Effects of haploidizer targeted by RNAi in early embryos.

(A) Efficiency of RNAi measured by relative gene expression of the targeted genes. Asterisks indicate significant expression differences between control and RNAi-treated individuals [n = 5, P < 0.05, one-way analysis of variance (ANOVA) with Tukey’s multiple comparisons test]. (B) Proportion of G1 females was measured for control and RNAi-treated wasps. The box plots depict the median (thick horizontal line within the box), the 25th and 75th percentiles (box margins), and the 1.5 interquartile range (thin horizontal line). (C) Confocal imaging of sperm from WT, PSR+, and haploidizer RNAi-treated PSR+ males. (D) Nuclei of individual embryos from WT, PSR+, and haploidizer RNAi-treated PSR+ fathers, stained for PSR (red) and rDNA (green). (E) Nuclei from individual embryos from WT, PSR+, and haploidizer RNAi-treated PSR+ fathers, stained for the histone marks, H3K9me2,3 (top panels, red), and H4K20me1 (bottom panels, also red). DNA is blue in all panels. PCM, paternal chromatin mass; 2N, diploid nuclei; N, haploid nuclei.

The production of female G1 progeny by RNAi-treated fathers could result from suppression of the genome-eliminating activity, but it could also occur from the destabilization and loss of PSR before the genome-eliminating activity has occurred. Several observations strongly argue against this latter possibility. First, individual sperm produced by RNAi-treated males contained a single copy of the PSR chromosome (Fig. 2C and fig. S9), and PSR was present in the nuclei of young fertilized embryos sired by these males (Fig. 2D and fig. S10). In addition, using PCR, we confirmed that the female G1 adults produced in our crosses were positive for multiple different PSR-specific sequences, suggesting that they inherited the B chromosome from their fathers (figs. S8C and S11 and table S9).

In light of these findings, the appearance of female G1 progeny may result instead from failure of PGE when PSR-4317 transcripts are knocked down. To test this possibility, we examined the mitotic behavior of the sperm- and egg-derived nuclei and their mitotic descendants in young embryos produced by RNAi-treated fathers. Normally, in embryos from control PSR+ fathers, the sperm-derived nuclear material fails to resolve into individual chromosomes upon entry into the first mitosis, forming a mass of unresolved chromatin that remains distinct from the maternally derived nuclei (Fig. 2D) (, ). This paternal chromatin mass (PCM) fails to segregate, eventually becoming lost within the embryo, as the egg-derived nuclei continue to divide (, ). In nearly all of the embryos from RNAi-treated PSR+ fathers for PSR-4317, there was no distinct PCM (Fig. 2D and fig.

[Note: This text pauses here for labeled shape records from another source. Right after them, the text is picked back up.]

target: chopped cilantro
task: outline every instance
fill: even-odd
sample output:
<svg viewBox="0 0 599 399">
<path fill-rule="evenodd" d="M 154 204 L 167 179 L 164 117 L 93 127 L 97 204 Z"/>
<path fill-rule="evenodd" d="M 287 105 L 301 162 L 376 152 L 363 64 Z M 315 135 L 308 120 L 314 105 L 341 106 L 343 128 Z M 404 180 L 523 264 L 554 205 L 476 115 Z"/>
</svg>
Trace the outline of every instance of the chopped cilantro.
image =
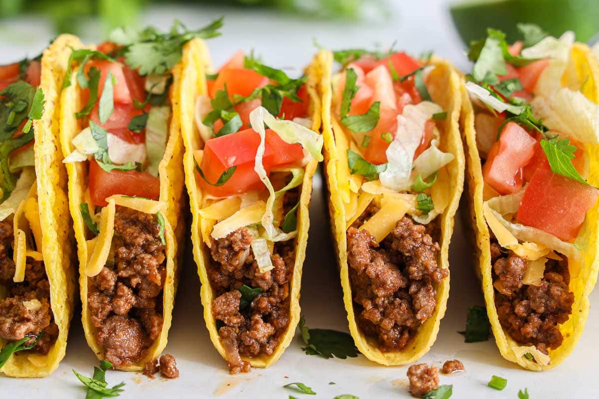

S10). Instead, in about 68% (26 of 38) of these embryos, the paternal chromatin formed bridges that spanned between dividing nuclei (Fig. 2D and fig. S10). These bridges were not observed in control PSR+ embryos (Fig. 2D). In addition, some embryos from RNAi-treated fathers contained multiple nuclei that varied widely in size, suggesting that they were mosaics of nuclei with varying ploidy levels. In support of these observations, we visualized one, two, and, in some cases, more ribosomal DNA (rDNA) foci per nucleus in these embryos (Fig. 2D). We also examined two histone posttranslational modifications (PTMs), H3K9me3 (trimethylation of histone 3 lysine 9) and H4K20me1 (methylation of histone 4 lysine 20), which, in control (PSR+) conditions, become abnormally distributed across the paternal chromatin (). In young embryos from RNAi-treated fathers, however, both of these histone PTMs appeared more similar to patterns that are present in WT (non-PSR) embryos (Fig. 2E). Together, these observations suggest that RNAi targeting of PSR-4317 alleviates the defective state of the sperm-derived chromatin caused by PSR, thereby allowing the sperm-derived chromatin to partially segregate with the egg-derived chromatin, giving rise to embryos that are mosaics of nuclei with differing amounts of hereditary material derived from the two parents. Thus, we named this gene haploidizer because its expression is required for conversion of diploid embryos into haploids by causing PGE.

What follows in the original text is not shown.